The Speedy Trial Act required the government to indict Janik within 30 days after arresting him, 18 U.S.C. § 3161(b), which it did not do if his arrest on March 26 counts. An arrest by state officers on state charges does not start the running of the 30-day period. United States v. Iaquinta, 674 F.2d 260, 267-68 (4th Cir.1982); United States v. Wilson, 657 F.2d 755, 767 n. 17 (5th Cir.1981). Janik’s detention in the lobby by a group that included federal as well as state officers was, as we shall see, a federal arrest, but it did not start the running of the 30-day period either. Although a literal reading of section 3161(b) supports Janik’s argument that it did, there is abundant and we think persuasive case authority that an arrest does not start the 30-day period running unless a criminal charge is lodged, and no federal criminal charge was lodged against Janik until he was indicted. See, e.g., United States v. Alfarano, 706 F.2d 739, 741 (6th Cir.1983); United States v. Candelaria, 704 F.2d 1129, 1131 (9th Cir. 1983); United States v. Sayers, 698 F.2d 1128, 1131 (11th Cir.1983); United States v. Jones, 676 F.2d 327, 329-31 (8th Cir.1982).

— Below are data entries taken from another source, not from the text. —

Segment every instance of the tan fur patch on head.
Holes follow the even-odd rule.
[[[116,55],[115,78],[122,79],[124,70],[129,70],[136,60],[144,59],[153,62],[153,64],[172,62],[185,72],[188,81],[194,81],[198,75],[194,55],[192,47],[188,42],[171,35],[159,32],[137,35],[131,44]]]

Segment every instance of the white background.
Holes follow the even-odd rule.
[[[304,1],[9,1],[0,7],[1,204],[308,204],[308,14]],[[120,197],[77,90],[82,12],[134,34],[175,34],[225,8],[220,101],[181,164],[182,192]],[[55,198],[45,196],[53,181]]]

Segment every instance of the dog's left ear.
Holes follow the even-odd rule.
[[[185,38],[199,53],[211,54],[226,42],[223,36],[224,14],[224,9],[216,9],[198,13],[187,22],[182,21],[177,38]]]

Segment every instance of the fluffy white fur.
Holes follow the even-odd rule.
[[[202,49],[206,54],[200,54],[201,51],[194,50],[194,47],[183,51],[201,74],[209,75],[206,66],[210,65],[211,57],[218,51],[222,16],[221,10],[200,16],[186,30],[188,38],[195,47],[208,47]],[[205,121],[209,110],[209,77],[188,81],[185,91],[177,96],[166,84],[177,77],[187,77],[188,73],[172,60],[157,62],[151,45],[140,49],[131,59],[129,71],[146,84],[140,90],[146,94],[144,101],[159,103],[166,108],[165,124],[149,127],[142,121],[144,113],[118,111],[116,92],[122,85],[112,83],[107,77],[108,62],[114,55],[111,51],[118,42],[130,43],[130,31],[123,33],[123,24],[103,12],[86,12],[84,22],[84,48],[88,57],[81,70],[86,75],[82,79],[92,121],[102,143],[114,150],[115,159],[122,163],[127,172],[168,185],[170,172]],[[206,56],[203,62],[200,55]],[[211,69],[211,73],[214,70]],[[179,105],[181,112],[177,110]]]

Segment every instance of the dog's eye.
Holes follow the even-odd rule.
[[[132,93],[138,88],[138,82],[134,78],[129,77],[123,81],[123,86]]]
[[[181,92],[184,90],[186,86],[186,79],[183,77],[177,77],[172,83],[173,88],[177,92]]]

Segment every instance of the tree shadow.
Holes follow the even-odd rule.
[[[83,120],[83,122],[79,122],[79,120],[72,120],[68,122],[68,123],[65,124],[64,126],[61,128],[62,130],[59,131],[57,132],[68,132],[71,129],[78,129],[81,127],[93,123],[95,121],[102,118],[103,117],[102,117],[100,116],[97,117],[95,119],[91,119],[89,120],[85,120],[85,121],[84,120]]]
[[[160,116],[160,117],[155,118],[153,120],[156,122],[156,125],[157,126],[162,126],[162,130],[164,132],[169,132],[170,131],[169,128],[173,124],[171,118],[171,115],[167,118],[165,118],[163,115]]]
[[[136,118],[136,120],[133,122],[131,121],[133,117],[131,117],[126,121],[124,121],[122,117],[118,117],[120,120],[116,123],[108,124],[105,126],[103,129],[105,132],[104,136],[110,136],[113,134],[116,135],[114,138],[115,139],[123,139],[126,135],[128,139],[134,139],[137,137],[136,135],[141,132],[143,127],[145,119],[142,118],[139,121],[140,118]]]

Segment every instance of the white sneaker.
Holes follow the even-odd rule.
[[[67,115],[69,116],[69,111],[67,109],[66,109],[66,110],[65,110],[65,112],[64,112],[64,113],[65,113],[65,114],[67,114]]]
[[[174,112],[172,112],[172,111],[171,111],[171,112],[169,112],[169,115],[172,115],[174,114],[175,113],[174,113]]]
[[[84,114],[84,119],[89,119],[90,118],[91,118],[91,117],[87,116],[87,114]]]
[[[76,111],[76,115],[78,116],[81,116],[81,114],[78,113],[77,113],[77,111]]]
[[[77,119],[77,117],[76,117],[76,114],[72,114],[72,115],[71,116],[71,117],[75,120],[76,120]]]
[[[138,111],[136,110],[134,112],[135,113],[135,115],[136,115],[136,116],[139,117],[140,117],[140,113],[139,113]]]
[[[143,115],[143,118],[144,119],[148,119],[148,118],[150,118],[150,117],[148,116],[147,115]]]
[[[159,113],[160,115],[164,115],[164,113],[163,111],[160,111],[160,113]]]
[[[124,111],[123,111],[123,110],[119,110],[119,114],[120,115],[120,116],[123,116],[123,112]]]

The purpose of the Speedy Trial Act is to implement the Sixth Amendment’s right to a speedy trial, see S.Rep. No. 1021, 93d Cong., 2d Sess. 1, U.S.Code Cong. & Admin.News 1974, p. 2407 (1974), a right designed to limit the time during which criminal charges are hanging over a person’s head unresolved, see United States v. Marion, 404 U.S. 307, 317-18, 92 S.Ct. 455, 462, 30 L.Ed.2d 468 (1971). Therefore “no Sixth Amendment right to a speedy trial arises until charges are pending” against the person. United States v. MacDonald, 456 U.S. 1, 7, 102 S.Ct. 1497, 1501, 71 L.Ed.2d 696 (1982). See also United States v. Samples, 713 F.2d 298, 301 (7th Cir.1983). After a person is arrested and before he is arraigned criminal charges are hanging over him in a palpable sense even if he is free on bond. But Janik was unconditionally released from federal custody immediately after being arrested and no federal criminal charge was filed against him at the time. Thus, until he was arraigned his situation was the same as that of anyone who knows that he is the target of a criminal investigation.